March 25, 2011

Lessons from a Country Girl - Part 1

Last week, I spent seven days near Clear Lake, CA. Now, I didn’t feel like a fish out of water – far from it. I grew up in Oklahoma so I felt right at home (though to be sure California country is a tad bit different from Oklahoma country). I soaked in the slow pace, enjoyed a day at the cabin doing nothing but reading and cozying up near the fireplace, and generally allowed my mind and body to relax.

I spent lots of time driving the winding country roads through little towns boasting populations of 60. I sat at the bar with the locals and chatted about the weather, their lives, Facebook (I know!!), and the general state of the world. I have to say, this was the highlight of the trip. The ease with which people strike up a conversation in these small towns struck a chord with me. I have this same natural inclination – one has to after years of watching my folks talk to just about anyone just about anywhere – but it’s definitely stifled in the city. Moreover, I know many of those in my circle, even minus the country upbringing, feel stifled in this same way. We walk around with our heads down, avoid eye contact, always leave a space between ourselves and the other person at the bar. It’s amazing that, with a multitude of opportunities to enjoy other people, city dwellers end up feeling the most disconnected and alone. What’s up with that!?

I noticed two things going on that I think partly explain why people in the country are able to share with such ease. First of all, there is less risk in the country because there is a greater likelihood that the person you cross paths with is actually someone you already know. They have a deeper sense of who it is they are engaging, so are not inhibited by the initial fear of the unknown. As I thought about this, though, I just had to laugh. Surely the city can’t be so teeming with undesirable people that we can’t even risk saying hi over a beer or smiling at a stranger as we walk down the street!
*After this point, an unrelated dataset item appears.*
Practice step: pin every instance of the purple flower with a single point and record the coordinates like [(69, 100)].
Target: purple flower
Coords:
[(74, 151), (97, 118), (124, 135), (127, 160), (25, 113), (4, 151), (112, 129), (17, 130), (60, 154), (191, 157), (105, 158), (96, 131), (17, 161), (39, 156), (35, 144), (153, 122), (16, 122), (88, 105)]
Secondly, people return to their same local bar all the time – I mean, they may only have three to choose from after all! In doing so, they see the same faces, get to know the bartender, and, most importantly, gain a sense of ownership of the place. It becomes a bit like home, so, of course, when someone comes to your home, you don’t ignore them! You welcome them, find out what they’d like to have, and learn about who they are.

In the city, we have hundreds of bars from which to choose (this has its own richness and benefits – definitely not trying to completely bash the city here). I’ve mentioned before how sometimes having too many choices actually leaves you worse off than only having a few in being able to connect and build friendships. I think what happens in this instance is that people lack a sense of belonging, ownership and the resulting ease and so become stifled and closed off, because they never go to the same place more than a few times. They have no “home base” so to speak.

So, Lesson #1: Create a home base, take the risk and start a conversation, and smile at strangers

Now, your home base doesn’t have to be a bar, but it should be a place you can easily get to and that’s small enough that some of the same people might show up over and over again.

You can strike up a conversation anywhere – in the grocery line, at the bus stop – but definitely practice this at your home base often!

As to smiling at strangers – well, you can do that one anywhere!